Dans les collines corses, une demeure chargée d’histoire raconte les liens indissolubles entre Françoise Hardy et Jacques Dutronc, couple mythique de la chanson française. Cette villa, devenue le refuge permanent de Jacques Dutronc, porte en elle les souvenirs d’une époque révolue et d’une relation hors du commun, tout en constituant un patrimoine familial précieux après la disparition récente de l’artiste.
Une villa achetée par amour en 1965
C’est dans le village pittoresque de Monticello, en Corse, que l’histoire a commencé. En 1965, alors au sommet de sa carrière, Françoise Hardy acquiert un terrain dans cette région encore préservée du tourisme de masse.
La chanteuse, qui gagnait alors confortablement sa vie, décide d’y faire construire une maison, bien qu’elle ait souvent exprimé son attachement viscéral à la capitale française. Paradoxalement, elle confiait avoir « horreur de voyager. Même aller en Corse me pose problème. Je ne peux vivre qu’à Paris ».

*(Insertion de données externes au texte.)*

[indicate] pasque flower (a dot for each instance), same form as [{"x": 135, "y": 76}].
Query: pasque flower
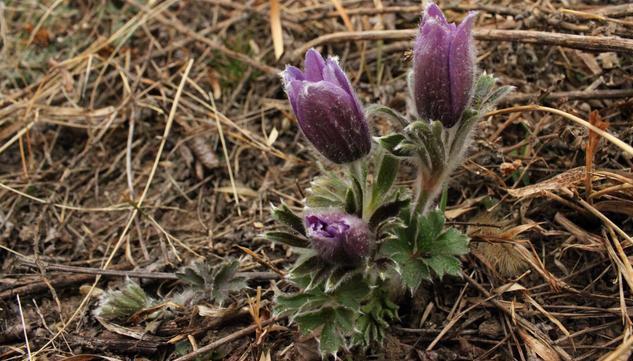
[
  {"x": 443, "y": 67},
  {"x": 328, "y": 110},
  {"x": 338, "y": 237}
]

Une construction supervisée par Jean-Marie Périer
La construction de cette demeure s’inscrit dans une histoire sentimentale complexe. Jean-Marie Périer, célèbre photographe et ancien compagnon de Françoise Hardy, a joué un rôle déterminant dans ce projet immobilier.
« C’est quand-même moi qui ai fait construire la maison à Monticello pour Françoise, qui gagnait à l’époque beaucoup d’argent. Et pourtant, je n’y ai jamais habité avec elle, mais j’ai passé quarante ans à rendre visite à Jacques dans cette maison », a-t-il révélé.

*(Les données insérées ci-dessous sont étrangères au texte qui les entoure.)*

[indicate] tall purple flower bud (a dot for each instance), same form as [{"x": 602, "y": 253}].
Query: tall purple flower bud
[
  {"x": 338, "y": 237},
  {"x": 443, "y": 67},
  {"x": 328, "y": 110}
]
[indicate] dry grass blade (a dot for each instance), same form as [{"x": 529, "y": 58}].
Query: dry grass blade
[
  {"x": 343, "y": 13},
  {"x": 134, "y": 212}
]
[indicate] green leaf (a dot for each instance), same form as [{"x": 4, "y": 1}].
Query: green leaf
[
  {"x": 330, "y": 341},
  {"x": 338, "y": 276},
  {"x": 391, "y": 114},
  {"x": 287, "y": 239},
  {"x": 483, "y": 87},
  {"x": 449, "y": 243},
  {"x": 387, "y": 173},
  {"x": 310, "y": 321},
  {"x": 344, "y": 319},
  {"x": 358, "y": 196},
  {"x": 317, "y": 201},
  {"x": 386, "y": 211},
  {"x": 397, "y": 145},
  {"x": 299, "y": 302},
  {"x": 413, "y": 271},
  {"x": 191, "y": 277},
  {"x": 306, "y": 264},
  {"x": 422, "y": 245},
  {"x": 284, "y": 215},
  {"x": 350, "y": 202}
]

Cette confession illustre les relations particulières qu’entretenaient ces personnalités du monde artistique français des années 60-70.
Jacques Dutronc : l’héritier des lieux
Ironie du destin, c’est finalement Jacques Dutronc qui s’est établi définitivement dans cette villa initialement pensée par un autre homme pour Françoise Hardy. L’interprète de « J’aime les filles » y coule des jours paisibles, loin de l’agitation parisienne.
Lors d’une interview accordée à TF1, il évoquait avec une certaine tendresse l’histoire de cette propriété : « C’est une maison que Françoise a fait construire en 1966. Je suis arrivé ici et je me suis trouvé bien garé ».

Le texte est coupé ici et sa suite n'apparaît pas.